How leaders can plan ahead
The right leadership plans and prepares the company for M&A from day one, says Shiju. The most important step to do this is to develop the right work culture. “Giving proper attention to process and compliance is also equally important. While choosing a company, paying attention to these details are equally important in addition to business and revenue.”

Kishanchandani points out that an acquiring company benefits from a M&A only if there are synergies. This means it should be able to integrate the acquired business easily and that should lower costs. The process involves taking multiple decisions on teams and functions such as accounting, technology, legal and more.

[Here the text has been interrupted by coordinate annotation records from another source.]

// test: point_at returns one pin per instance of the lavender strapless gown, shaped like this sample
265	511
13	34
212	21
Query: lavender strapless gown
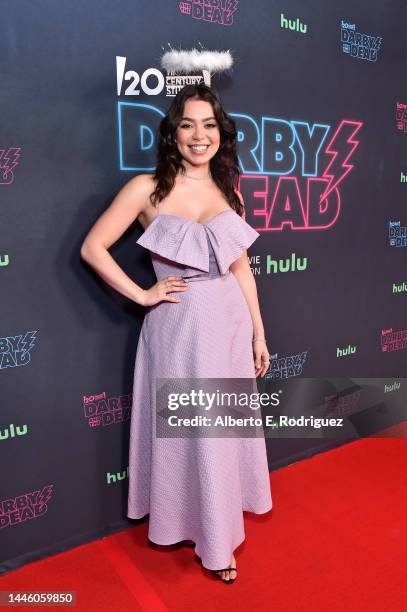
196	488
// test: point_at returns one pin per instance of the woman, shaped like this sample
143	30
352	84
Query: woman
203	320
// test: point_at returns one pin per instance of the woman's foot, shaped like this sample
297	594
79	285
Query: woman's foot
229	575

The first step for CEOs in this journey is finding the right target acquisition, says Kishanchandani. For example, in the case of manufacturing, one might want to find a company that is close to the buyer market. Or in case of market expansion, one might look for a company that is in a different geography in order to extend the market coverage and market share.

This work also requires engaging with experts such as investment bankers who can search for the right companies based on defined parameters. As the process goes forward, legal experts also get involved. In cases of listed companies, the Securities and Exchange Board of India’s guidelines should be met.

A close eye should be maintained to ensure the multiple minute actions that are necessary are taken properly. These can involve acquiring shares the right way, agreeing on valuation, assessing taxation and liabilities and more. In some cases companies acquired go through the National Company Law Tribunal process. There could be a court process for leaders to negotiate.

Vidisha Krishan, Partner at law firm MV Kini, says, “Unlike capital markets transactions, M&A (merger and acquisition) transactions see a lot more assessment in terms of corporate governance, financial negotiations and tax structures. A limited disclosure aspect is not the only aspect. The due diligence exercise is vital but the fragmented regulatory framework and the investor requirements keeps pressure on all parties involved.”

At each step, the CEOs should have access to expert internal teams, investment bankers and legal experts. But they have to make the critical decisions themselves. The cost of failures can be potentially high. The process is time consuming and can take up to 1-2 years in some cases.

“Mismatches in expectations, money and people succession can lead to issues. For example, a promoter might want to sell the company, but his heirs might want to continue with the business. Figuring out such expectations are critical to the success of the deal,” adds Kishanchandani.

And through the entire process, it is critical to keep a focus on employees, too. There won’t be any point in achieving successful acquisitions if at the end employees become disgruntled.